Novos mecanismos e valores de cobrança pelo uso de recursos hídricos de domínio da União na bacia hidrográfica do Rio São Francisco foram aprovados no final de junho para serem aplicados a partir de 1º de janeiro de 2019. As mudanças foram propostas pelo Comitê da Bacia Hidrográfica do Rio São Francisco (CBHSF) na 39ª Reunião Ordinária do Conselho Nacional de Recursos Hídricos (CNRH), em Brasília.

De acordo com a proposta de resolução aprovada pelo CNRH, há novas equações para determinar a captação e o consumo de água a serem considerados para fins de cobrança pelo uso da água. Outro ponto aprovado reduz um coeficiente da cobrança quanto menores forem as perdas de distribuição de água, recompensando as empresas de saneamento que menos desperdiçam os recursos hídricos.

Foto: divulgação

A cobrança pelo uso da água é um dos instrumentos de gestão instituídos pela Política Nacional de Recursos Hídricos e tem como objetivo estimular o uso racional da água e gerar recursos financeiros para investimentos na recuperação e preservação dos mananciais onde existe a cobrança. Os valores arrecadados junto aos usuários de água (como irrigantes, indústrias, mineradoras e empresas de saneamento) são repassados integralmente pela Agência Nacional de Águas (ANA) à agência de água da bacia (ou à entidade delegatária que exerce tal função) para que a instituição aplique os valores em ações escolhidas pelo comitê de bacia hidrográfica.
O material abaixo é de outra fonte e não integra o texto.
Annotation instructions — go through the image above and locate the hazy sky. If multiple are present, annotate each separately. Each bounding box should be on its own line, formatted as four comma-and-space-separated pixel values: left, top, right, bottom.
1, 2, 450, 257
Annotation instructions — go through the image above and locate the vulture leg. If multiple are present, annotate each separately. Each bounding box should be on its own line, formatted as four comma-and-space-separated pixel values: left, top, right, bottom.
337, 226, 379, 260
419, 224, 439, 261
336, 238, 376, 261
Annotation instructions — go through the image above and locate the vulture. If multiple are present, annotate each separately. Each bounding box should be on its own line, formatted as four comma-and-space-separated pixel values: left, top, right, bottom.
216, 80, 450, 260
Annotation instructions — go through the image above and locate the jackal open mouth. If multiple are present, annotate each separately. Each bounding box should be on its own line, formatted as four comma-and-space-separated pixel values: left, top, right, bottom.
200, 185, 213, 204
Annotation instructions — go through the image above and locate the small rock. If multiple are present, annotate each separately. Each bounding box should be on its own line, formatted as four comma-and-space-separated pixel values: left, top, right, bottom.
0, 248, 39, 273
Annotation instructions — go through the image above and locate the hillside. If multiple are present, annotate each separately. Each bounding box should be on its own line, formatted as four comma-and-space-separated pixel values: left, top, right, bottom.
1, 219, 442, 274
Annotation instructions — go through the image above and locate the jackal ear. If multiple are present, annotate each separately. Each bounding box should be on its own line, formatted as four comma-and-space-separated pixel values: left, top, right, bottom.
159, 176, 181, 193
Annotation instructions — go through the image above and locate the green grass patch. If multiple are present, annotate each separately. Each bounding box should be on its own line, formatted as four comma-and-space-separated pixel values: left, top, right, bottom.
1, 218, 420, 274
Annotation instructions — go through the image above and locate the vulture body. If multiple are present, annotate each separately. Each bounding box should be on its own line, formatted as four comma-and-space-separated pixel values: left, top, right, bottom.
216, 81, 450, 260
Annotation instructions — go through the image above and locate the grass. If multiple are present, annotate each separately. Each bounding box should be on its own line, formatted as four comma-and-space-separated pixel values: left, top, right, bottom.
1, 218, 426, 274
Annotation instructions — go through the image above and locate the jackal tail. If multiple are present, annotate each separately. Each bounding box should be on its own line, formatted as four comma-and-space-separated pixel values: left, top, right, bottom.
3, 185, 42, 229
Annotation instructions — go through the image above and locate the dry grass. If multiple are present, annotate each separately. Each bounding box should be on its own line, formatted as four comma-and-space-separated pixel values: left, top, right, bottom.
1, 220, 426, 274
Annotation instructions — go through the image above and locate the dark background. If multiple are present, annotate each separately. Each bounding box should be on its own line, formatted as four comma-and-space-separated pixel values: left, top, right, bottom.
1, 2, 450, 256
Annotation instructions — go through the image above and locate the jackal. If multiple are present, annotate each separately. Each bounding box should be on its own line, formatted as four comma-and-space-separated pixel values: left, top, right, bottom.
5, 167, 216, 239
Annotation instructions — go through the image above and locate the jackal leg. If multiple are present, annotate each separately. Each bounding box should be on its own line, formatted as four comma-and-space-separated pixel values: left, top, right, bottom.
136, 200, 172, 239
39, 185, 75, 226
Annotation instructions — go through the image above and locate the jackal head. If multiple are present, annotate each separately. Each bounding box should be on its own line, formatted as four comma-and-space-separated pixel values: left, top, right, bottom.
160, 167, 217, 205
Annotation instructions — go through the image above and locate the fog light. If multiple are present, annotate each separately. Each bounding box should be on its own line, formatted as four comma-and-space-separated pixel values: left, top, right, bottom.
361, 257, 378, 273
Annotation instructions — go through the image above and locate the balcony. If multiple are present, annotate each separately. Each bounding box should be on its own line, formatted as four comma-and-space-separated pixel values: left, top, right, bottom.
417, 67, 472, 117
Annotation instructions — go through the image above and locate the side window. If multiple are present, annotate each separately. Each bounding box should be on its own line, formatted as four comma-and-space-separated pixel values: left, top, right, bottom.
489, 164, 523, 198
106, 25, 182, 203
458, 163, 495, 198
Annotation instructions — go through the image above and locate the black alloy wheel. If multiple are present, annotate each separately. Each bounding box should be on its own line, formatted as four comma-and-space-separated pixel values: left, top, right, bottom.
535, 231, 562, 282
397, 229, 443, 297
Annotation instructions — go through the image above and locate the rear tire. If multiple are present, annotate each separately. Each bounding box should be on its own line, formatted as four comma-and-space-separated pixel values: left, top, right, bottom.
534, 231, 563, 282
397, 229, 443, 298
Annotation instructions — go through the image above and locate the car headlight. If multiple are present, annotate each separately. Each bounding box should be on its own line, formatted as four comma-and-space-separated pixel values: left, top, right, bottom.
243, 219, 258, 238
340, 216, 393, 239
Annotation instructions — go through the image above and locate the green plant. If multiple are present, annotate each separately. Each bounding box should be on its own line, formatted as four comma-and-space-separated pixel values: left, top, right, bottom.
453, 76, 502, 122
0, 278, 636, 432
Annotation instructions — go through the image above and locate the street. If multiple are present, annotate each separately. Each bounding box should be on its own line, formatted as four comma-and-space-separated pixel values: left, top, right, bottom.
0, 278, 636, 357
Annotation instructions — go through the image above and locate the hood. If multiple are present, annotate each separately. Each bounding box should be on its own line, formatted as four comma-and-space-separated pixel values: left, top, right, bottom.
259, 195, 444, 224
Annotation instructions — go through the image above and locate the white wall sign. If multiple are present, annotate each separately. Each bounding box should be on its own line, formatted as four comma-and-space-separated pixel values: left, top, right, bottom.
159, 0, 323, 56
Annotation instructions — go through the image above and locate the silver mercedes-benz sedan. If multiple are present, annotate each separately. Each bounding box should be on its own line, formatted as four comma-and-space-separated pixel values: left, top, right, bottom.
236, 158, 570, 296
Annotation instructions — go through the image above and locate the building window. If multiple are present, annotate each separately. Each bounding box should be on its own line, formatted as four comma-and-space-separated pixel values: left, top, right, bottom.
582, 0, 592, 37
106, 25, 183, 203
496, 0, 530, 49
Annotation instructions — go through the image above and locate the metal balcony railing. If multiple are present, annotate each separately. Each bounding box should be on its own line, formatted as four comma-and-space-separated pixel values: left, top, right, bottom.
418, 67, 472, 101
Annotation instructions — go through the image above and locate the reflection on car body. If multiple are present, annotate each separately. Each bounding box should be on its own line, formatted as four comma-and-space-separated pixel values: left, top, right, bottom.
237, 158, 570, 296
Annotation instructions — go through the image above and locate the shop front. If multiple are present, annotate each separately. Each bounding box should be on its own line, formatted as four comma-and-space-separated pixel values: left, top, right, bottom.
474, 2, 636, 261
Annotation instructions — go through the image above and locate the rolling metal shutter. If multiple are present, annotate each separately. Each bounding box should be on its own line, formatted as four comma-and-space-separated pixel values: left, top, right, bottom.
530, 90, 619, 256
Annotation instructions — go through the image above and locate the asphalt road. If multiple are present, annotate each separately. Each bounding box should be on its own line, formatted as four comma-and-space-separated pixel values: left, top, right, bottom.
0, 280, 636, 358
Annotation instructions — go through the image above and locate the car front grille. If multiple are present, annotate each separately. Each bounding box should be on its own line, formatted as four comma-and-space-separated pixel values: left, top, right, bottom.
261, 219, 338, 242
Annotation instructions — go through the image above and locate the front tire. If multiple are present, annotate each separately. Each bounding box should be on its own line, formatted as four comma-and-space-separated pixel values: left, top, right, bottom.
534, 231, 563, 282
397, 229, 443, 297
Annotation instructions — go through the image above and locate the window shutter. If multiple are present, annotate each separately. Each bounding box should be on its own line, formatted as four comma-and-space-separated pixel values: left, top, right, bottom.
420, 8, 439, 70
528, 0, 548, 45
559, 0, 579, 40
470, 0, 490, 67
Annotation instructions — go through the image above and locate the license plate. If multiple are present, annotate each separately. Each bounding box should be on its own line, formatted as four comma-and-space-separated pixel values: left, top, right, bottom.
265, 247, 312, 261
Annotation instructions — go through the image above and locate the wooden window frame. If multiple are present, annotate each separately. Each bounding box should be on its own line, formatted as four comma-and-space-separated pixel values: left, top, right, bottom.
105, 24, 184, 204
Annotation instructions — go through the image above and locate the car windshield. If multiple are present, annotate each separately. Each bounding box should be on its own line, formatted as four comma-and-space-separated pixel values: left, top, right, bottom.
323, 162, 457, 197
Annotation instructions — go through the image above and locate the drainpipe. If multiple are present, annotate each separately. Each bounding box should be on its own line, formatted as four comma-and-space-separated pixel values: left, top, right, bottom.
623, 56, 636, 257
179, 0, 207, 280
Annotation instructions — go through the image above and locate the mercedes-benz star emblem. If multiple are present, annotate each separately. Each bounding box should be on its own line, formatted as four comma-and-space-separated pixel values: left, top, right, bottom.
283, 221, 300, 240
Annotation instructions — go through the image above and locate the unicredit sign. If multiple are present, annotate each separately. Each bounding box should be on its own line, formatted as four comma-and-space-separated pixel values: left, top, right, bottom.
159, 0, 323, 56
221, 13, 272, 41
A cobrança não é um imposto, mas um valor fixado a partir da participação dos usuários da água, da sociedade civil e do Poder Público no âmbito dos comitês. O instrumento tem sido implementado a partir da aprovação, pelo CNRH, dos mecanismos e valores de cobrança propostos por iniciativa dos comitês de bacias. A cobrança já está em funcionamento em seis bacias com rios de domínio da União: Paraíba do Sul, São Francisco, Doce, Verde Grande, Paranaíba e Bacias PCJ (Piracicaba, Capivari e Jundiaí).